Easy Vegetarian Pho

Easy Vegetarian Pho

Ingredients

  • 2 star anise
  • 1 cinnamon stick
  • 1 tablespoon whole peppercorns
  • 1/4 teaspoon whole cloves
  • 5 cups water
  • 1/2 small yellow onion, cut into 1” chunks
  • 2 garlic cloves, crushed
  • 1 2-inch piece of fresh ginger, sliced in half
  • 4 ounces shiitake mushrooms, stems removed and reserved
  • 1/4 cup tamari, more to taste
  • 1 tablespoon rice vinegar, more to taste
  • 2 scallions, finely chopped
  • 2 baby bok choy, sliced lengthwise into quarters
  • 1/2 cup frozen edamame
  • 4 ounces cooked rice noodles
  • Lime slices
  • Mung bean sprouts
  • Fresh herbs: basil, mint, and/or cilantro
  • Sriracha, sliced thai chiles, or sliced jalapeños

Directions

  1. 1

    In a medium pot over low heat, combine the star anise, cinnamon stick, peppercorns, and cloves and stir until fragrant, about 30 seconds.

  2. 2

    Add the water, onion, garlic, ginger, and the stems of the shiitake mushrooms.
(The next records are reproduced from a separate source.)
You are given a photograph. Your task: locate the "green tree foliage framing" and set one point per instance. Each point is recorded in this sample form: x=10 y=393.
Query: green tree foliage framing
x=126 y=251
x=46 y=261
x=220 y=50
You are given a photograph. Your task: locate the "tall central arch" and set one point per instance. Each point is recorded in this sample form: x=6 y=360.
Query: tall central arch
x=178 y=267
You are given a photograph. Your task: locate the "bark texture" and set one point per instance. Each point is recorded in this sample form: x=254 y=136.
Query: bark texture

Simmer for 20 minutes, then strain and return the liquid back to the pot.

  3. 3

    Slice the shiitake mushroom caps and add them to the pot along with the tamari, rice vinegar, and scallions. Simmer 15 minutes.

  4. 4

    Add the bok choy and edamame and cook until tender, 5-8 minutes. Taste and season with more tamari for depth of flavor, and more rice vinegar for tang, as desired.

  5. 5

    Ladle the soup into 2 bowls over the cooked rice noodles. Serve with the lime slices, sprouts, herbs, sriracha, chili peppers, and more tamari on the side.